BEWARE: Bear Market Territory
What can be expected with the markets closing on a bear market and how you can weather the storm.
Intro
A bear market – what is it? Contrary to popular belief, it’s not a market to buy bear pelt, but instead a term indicative of investor pessimism that results in large sell-offs. Specifically, a bear market occurs when the market drops 20% or more than its most recent peak and it signifies an inflection point where a period of growth becomes a period of contraction. What we are seeing today is seemingly a ‘perfect storm’ of consequential events – the Ukraine/Russia war choking the global oil and gas supply, China’s lockdown protocols curbing the already depleted supply-chain, and some of the highest inflation rates in recent history. On their own, each of these events have dire effects on the world economy, but together they have led to the economic contraction that we are experiencing.
The situation
As the year goes on, the Fed will continue on its rate-raising campaign. Typically, rising rates and large sell-offs curb investment because of market volatility, but this sell-off hasn’t resulted in typical investor behavior. Bank of America released data that almost 63% of private portfolios are invested in stocks. To put it in perspective, only 39% of portfolios were invested into stocks in 2008. This goes to show that investors are still unwilling to sell and are waiting for their ROI. Rather than focusing on the recession, analysts are mapping out when investors will likely see the bear market bottom out using historical data. According to Shawn Snyder, Head of Investment Strategy at Citi Personal Wealth Management, “On average, the market takes 132 trading days to go from a high to the start of a bear market, and 213 trading days to hit the low, according to Dow Jones Market Data.” While we still have many more months to go, we can expect things to get better when the Feds hit pause on raising rates.

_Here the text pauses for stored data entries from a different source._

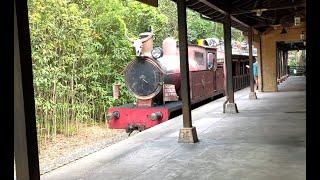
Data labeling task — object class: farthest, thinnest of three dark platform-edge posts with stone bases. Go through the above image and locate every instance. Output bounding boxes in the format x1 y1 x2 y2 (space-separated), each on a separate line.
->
248 27 257 99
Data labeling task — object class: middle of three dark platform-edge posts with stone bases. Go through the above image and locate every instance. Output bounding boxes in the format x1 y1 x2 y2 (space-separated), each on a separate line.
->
223 13 238 113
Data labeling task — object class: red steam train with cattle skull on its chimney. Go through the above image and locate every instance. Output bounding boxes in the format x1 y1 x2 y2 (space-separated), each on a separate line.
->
106 32 256 133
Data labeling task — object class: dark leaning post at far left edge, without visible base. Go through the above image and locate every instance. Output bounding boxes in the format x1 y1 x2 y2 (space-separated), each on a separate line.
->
14 1 40 180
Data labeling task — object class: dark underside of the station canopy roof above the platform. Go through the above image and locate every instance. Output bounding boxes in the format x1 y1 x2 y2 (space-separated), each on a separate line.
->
173 0 306 32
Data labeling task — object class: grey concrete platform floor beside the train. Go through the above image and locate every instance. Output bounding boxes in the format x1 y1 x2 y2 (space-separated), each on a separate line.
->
41 77 306 180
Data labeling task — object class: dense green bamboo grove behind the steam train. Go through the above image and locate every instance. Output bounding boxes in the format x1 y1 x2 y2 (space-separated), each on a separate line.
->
28 0 244 144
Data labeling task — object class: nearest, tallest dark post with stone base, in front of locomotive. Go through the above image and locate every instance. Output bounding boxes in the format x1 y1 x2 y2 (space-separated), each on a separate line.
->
177 0 198 143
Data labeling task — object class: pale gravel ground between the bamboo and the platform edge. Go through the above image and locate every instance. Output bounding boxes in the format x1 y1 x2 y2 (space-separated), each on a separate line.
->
14 126 138 179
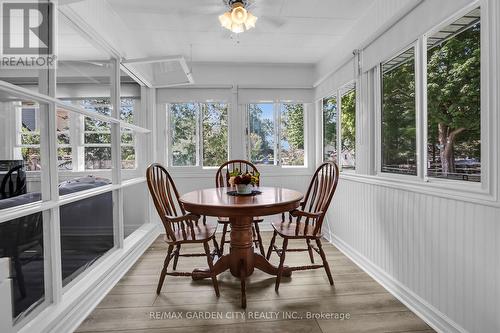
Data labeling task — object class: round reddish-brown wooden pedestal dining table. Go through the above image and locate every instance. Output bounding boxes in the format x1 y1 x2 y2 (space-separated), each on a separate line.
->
180 187 303 308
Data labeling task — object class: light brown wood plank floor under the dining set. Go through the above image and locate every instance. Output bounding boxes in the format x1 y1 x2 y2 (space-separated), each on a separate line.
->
77 232 434 333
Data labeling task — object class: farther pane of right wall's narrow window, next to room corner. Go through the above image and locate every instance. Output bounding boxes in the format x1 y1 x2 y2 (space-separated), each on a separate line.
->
323 96 337 161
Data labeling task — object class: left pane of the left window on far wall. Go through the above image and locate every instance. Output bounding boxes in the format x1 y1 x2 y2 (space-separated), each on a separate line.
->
170 103 198 166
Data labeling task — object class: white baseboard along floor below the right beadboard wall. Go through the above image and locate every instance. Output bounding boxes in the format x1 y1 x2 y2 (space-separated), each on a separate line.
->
325 233 467 333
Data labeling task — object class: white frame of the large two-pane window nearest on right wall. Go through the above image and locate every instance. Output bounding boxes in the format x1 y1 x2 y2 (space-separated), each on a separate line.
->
366 1 499 206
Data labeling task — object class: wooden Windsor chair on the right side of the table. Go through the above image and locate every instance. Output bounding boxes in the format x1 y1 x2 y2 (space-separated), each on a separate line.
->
266 162 339 291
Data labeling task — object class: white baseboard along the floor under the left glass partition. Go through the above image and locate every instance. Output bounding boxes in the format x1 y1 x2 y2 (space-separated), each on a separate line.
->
19 225 160 333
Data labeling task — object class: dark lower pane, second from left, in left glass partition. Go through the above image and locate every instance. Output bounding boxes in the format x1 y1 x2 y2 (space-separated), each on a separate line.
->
60 192 114 285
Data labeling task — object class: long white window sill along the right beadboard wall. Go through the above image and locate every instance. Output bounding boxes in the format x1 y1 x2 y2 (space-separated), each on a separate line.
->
340 172 500 207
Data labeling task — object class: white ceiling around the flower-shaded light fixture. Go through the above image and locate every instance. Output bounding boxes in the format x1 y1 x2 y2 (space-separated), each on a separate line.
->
107 0 378 63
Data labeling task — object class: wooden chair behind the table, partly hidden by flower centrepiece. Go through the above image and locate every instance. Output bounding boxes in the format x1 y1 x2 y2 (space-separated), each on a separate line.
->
215 160 266 256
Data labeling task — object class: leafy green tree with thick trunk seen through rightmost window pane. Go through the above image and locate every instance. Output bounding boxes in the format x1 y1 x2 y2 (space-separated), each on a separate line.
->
427 23 481 176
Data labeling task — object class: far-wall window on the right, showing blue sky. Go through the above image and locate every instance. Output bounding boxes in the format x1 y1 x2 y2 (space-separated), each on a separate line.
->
247 103 305 166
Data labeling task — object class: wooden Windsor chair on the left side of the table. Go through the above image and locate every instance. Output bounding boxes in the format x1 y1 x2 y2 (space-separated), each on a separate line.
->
146 163 219 297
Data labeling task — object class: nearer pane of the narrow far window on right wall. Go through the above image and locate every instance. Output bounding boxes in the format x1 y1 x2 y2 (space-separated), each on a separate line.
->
340 87 356 169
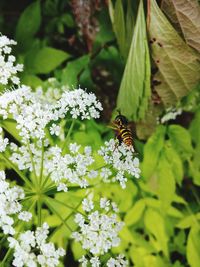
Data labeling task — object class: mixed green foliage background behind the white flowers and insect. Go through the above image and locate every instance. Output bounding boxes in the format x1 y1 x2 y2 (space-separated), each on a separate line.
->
0 0 200 267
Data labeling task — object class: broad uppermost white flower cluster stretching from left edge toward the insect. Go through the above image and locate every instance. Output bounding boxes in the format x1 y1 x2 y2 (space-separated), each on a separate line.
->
0 85 102 143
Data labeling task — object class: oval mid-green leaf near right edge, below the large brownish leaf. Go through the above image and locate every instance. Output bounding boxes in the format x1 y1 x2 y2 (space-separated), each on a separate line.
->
168 125 193 159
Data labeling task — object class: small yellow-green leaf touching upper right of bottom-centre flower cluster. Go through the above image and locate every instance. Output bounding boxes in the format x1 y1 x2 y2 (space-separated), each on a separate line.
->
124 199 145 226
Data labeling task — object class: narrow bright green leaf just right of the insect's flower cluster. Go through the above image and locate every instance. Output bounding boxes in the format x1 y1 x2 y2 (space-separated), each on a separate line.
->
142 125 166 179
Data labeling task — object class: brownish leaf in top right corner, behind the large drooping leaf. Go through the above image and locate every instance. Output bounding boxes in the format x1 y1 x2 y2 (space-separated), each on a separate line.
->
172 0 200 52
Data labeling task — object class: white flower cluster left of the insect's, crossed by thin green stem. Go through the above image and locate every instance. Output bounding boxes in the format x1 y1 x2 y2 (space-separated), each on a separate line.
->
10 143 94 191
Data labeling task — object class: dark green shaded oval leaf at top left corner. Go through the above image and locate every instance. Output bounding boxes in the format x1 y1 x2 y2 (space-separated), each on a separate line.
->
16 1 41 43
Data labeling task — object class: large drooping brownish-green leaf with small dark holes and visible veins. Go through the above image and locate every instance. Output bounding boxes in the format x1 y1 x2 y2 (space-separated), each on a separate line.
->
149 0 200 105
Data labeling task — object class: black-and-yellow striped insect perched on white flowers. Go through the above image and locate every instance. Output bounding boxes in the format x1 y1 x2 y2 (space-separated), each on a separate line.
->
110 111 133 147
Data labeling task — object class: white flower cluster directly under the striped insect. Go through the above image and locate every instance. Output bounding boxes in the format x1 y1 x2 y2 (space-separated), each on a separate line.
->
99 139 141 188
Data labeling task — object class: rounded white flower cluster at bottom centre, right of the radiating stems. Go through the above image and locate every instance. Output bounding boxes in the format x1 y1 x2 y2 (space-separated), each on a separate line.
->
72 199 123 256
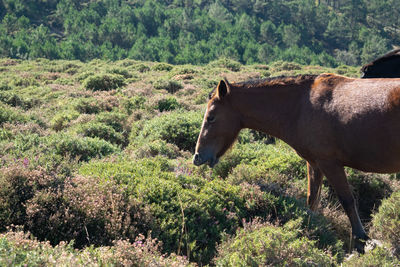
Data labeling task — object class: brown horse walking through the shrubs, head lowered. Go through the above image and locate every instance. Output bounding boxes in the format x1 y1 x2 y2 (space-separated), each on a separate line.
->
193 74 400 250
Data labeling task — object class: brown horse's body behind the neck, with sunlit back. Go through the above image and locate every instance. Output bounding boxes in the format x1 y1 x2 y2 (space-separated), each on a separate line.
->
302 74 400 172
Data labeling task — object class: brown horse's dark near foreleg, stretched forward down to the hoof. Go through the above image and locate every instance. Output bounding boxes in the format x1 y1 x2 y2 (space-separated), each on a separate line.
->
318 162 368 251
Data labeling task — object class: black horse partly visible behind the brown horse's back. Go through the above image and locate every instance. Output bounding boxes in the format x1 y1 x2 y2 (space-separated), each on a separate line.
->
361 49 400 78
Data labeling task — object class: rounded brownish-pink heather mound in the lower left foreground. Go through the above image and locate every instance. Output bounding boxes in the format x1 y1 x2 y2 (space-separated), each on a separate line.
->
25 176 152 248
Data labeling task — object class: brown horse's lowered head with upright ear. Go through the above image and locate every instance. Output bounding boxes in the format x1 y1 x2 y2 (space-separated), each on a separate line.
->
193 80 241 167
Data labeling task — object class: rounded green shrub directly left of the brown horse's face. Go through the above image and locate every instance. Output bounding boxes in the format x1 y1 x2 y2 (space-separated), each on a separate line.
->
130 111 202 151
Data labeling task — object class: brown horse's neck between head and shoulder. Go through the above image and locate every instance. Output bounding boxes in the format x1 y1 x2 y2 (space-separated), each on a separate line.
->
232 85 306 141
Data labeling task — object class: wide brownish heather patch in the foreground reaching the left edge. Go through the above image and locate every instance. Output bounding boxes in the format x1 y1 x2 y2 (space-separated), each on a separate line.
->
0 165 153 250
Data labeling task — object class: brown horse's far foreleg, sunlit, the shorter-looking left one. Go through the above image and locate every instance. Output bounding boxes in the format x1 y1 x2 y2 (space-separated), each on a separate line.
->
307 162 323 211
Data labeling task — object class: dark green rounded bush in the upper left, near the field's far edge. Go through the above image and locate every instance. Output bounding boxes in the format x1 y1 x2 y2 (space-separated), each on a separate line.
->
82 73 125 91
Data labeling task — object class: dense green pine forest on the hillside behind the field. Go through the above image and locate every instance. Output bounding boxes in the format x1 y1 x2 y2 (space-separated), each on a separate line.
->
0 0 400 66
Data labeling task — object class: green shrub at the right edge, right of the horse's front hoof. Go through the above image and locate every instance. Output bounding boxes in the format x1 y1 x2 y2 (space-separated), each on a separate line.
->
370 191 400 259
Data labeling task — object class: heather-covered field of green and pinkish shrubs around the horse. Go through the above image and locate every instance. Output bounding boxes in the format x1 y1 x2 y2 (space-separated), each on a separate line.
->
0 58 400 266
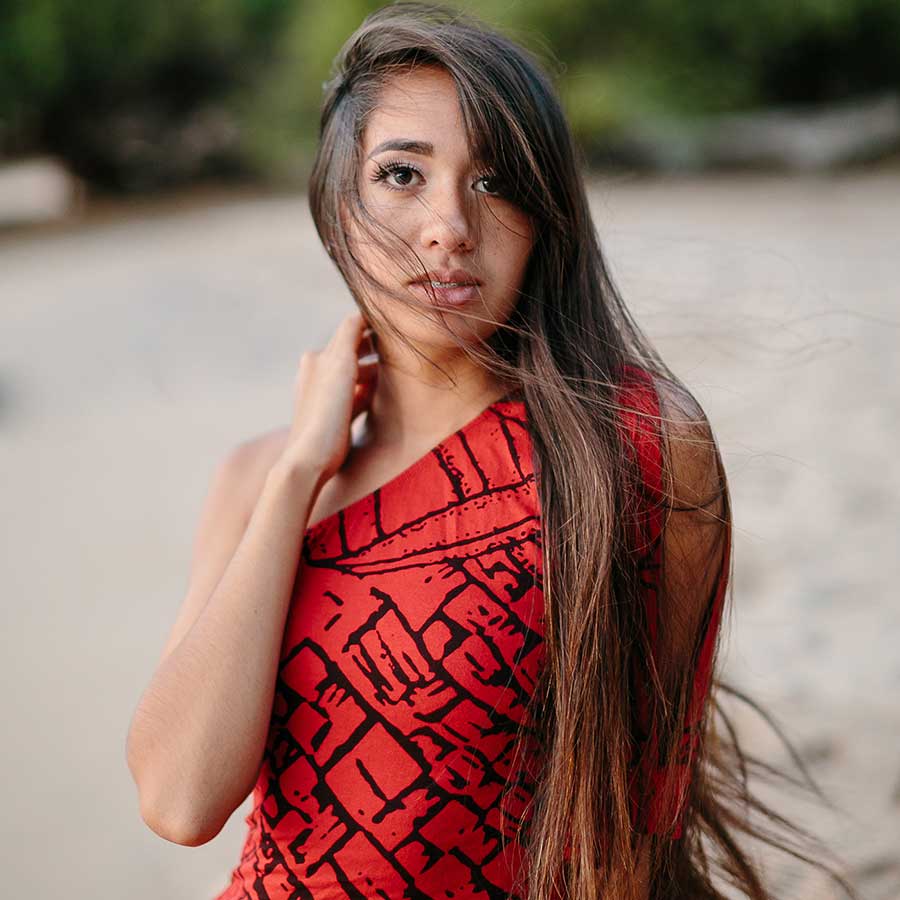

Is this cause for panic? Economically, the answer is no. There can be no periods of economic growth without periods of downturn. In the economic balance of things what goes up must come down and vice-versa. In a Forbes article, LPL Financial Chief Market Officer, Ryan Detrick noted that "There have been a lot of bear markets over time, but one thing that has always happened is stocks have eventually come back to new highs." Though we are nearing a bear market we can rest assured that the bottom trough will be hit and economic prosperity will come back.
Conclusion
As investors, it’s best to keep in mind your financial plan. In times of downturn, a panic settles in on investors causing them to pull their money out of the market. As an advisor, it is important to ask your clients what it would take for them to get back into the market – what is the market signal that will ring the bell saying the downturn is over? Often there is no such signal, and the best way to weather the storm is to wait it out. Even with this strategy, it is paramount that advisors show their diligence as weathering the storm to millennial clients may come off as a method of inaction. When assets are lowering in value, there may be an opportunity to optimize liabilities. With debt optimization, advisors can expect to address a more full financial picture, while deepening their client relationships.